Heritage Room
Our Heritage Room came into being almost accidentally. In 2005, when we opened in the west classroom of the old Junior School building that we share with the Tourism Office, the main possession was the Herbarium of dried flowers. We had also a few miscellaneous artefacts, mineral rocks, worked stones, and some unmounted skins of rarer birds. Securing a headquarters for the Society prompted donations and loans of antiquities by locals and by a few visitors. Notably, there is a fine collection of stone axes and hammers, mauls and rubbing stones, all made of Sark stone and found by the Seigneur W.T.Collings, (1853-1877) son-in-law of the great Guernsey archaeologist F.C.Lukis, and great-great grandfather of the present Seigneur.

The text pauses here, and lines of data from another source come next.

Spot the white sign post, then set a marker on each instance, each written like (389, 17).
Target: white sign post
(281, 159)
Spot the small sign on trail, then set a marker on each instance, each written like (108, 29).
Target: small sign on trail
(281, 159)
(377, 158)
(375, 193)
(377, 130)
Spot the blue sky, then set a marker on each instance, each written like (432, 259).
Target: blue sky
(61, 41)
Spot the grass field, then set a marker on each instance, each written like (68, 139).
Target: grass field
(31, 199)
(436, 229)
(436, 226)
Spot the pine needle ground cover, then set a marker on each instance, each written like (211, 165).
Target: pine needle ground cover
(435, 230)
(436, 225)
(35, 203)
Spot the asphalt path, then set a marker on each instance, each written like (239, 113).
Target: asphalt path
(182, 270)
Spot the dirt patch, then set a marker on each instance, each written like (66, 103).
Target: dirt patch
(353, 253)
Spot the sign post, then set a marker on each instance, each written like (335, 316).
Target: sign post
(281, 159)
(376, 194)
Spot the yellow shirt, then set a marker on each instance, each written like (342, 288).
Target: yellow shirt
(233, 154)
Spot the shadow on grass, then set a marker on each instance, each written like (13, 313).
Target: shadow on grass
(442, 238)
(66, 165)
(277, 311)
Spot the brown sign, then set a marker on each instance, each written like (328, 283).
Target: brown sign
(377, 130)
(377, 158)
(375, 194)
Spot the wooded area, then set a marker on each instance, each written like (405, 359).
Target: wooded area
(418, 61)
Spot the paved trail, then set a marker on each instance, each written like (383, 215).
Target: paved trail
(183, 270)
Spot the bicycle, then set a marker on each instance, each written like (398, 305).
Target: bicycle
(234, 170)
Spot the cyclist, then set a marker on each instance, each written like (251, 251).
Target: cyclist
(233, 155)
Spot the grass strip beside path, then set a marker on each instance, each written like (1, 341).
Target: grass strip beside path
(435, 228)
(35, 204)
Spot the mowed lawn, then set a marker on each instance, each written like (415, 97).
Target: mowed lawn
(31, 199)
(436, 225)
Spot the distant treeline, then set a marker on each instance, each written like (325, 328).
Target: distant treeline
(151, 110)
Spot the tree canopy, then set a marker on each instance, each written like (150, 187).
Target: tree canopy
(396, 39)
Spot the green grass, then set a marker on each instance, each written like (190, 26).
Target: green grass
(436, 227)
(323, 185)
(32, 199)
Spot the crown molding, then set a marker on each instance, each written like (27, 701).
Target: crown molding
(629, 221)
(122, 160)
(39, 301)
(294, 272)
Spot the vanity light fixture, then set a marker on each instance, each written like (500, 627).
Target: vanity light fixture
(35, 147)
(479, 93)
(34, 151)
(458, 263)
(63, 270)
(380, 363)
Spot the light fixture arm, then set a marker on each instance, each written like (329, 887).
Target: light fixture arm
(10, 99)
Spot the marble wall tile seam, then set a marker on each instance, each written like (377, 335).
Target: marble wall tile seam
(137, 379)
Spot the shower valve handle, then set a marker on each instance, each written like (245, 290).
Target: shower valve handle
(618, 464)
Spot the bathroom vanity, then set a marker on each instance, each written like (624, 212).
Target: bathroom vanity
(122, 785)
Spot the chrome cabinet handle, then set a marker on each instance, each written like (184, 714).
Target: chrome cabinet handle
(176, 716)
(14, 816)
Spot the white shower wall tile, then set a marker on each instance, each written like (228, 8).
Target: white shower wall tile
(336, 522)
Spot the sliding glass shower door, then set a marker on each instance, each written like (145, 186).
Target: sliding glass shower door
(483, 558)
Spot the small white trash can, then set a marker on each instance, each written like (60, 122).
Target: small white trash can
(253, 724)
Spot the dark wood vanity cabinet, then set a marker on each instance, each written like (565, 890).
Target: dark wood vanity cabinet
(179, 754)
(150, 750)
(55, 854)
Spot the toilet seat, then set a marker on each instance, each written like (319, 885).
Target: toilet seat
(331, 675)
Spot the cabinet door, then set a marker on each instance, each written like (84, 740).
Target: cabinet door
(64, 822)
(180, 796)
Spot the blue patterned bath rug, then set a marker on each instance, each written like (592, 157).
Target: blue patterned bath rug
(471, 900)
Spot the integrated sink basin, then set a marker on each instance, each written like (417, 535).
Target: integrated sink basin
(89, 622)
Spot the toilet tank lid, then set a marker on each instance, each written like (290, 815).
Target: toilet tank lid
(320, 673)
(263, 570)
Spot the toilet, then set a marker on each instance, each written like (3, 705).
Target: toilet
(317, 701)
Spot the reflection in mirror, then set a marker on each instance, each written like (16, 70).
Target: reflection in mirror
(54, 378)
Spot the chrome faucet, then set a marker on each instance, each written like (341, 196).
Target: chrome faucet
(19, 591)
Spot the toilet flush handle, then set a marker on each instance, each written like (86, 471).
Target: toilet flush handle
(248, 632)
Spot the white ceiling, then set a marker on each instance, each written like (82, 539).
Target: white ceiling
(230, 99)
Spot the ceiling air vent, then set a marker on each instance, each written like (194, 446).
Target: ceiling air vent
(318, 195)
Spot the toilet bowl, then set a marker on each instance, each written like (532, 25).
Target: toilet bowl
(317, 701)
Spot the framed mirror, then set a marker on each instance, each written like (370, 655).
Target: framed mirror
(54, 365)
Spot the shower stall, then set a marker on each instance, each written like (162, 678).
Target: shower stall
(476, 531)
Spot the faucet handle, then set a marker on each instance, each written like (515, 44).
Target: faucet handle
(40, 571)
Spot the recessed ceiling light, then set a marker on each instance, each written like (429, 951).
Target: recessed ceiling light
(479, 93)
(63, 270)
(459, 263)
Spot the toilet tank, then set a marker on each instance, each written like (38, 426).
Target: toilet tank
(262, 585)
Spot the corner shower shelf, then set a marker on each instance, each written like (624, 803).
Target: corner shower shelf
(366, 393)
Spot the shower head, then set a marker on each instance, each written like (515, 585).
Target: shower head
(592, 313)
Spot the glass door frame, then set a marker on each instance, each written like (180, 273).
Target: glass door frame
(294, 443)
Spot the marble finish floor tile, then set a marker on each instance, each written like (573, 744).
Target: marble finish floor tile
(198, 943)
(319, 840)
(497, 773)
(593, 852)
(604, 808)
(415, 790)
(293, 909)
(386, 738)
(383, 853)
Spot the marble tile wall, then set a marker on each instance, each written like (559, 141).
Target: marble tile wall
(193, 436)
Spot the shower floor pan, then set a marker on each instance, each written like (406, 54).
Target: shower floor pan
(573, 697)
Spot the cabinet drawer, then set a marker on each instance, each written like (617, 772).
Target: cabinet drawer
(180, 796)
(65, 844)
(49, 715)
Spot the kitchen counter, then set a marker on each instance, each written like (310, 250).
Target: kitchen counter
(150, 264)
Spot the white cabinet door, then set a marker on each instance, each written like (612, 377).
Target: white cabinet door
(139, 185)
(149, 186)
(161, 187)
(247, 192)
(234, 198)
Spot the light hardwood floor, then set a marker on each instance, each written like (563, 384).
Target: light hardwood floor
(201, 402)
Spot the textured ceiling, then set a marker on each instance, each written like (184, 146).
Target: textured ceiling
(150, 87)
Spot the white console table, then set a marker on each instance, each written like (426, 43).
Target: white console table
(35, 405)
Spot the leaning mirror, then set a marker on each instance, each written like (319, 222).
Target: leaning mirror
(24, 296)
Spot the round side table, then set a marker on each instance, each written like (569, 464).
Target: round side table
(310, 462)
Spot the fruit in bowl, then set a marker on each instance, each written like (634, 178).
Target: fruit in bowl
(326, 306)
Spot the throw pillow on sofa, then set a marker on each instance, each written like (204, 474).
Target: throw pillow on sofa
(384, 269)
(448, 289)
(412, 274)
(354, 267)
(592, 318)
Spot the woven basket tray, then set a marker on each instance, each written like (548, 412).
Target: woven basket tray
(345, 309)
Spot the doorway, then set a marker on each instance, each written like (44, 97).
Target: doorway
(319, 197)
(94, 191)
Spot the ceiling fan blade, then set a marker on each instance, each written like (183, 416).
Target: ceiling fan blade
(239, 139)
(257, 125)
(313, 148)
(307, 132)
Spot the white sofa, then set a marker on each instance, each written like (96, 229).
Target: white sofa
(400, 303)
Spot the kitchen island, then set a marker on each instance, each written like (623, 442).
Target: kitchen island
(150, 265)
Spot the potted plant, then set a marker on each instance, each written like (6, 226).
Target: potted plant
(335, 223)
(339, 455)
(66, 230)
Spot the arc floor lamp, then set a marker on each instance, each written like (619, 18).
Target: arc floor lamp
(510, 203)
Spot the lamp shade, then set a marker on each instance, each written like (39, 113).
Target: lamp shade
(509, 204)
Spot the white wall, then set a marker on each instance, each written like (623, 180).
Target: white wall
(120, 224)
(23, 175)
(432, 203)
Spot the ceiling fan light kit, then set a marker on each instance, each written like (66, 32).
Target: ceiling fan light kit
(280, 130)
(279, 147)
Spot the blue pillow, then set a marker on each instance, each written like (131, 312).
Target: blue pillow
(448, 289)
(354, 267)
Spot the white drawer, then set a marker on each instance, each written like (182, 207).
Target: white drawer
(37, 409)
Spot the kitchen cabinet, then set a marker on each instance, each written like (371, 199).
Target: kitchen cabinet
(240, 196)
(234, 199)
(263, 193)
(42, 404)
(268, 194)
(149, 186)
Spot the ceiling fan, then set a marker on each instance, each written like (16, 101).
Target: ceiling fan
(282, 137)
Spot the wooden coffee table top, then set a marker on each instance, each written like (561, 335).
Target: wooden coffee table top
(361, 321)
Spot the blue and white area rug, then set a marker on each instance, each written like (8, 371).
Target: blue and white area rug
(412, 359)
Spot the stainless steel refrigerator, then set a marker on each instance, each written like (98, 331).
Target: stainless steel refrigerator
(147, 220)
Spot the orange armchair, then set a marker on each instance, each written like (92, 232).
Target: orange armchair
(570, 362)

Since 2005 there have been archaeological excavations every summer, with the result that the Heritage Room now posesses over a hundred ancient coins dating from the period 100BC-200AD, either Roman or Celtic Iron Age. This is far more than Guernsey Museum. There are also some copper alloy axeheads and other small artefacts from the Mid-Late Bronze Age, many more worked and bored stones, and large quantities of pottery from the Middle Bronze Age onwards (c.1400BC)
The exhibitions that we put on in the summer season mean that paintings and photographs which have been lent are on display for a limited time. Seigneur Michael Beaumont’s working model (scale 12:1) of the Sark Windmill (1571 AD) was the centrepiece of an exhibition in 2007 concerning recent restoration work on the mill. Thanks to the Seigneur’s generous donation, the model remains on display as the best way to understand what remains of the milling machinery.
Visitors are always interested in Sark’s experience of German Occupation in1940-1945; we have a few important artefacts from the period. Sark has a privately owned and well established Heritage and Occupation Museum on Rue Lucas and La Société has not tried to rival that collection, but rather to complement it by concentrating on documents in our Archive.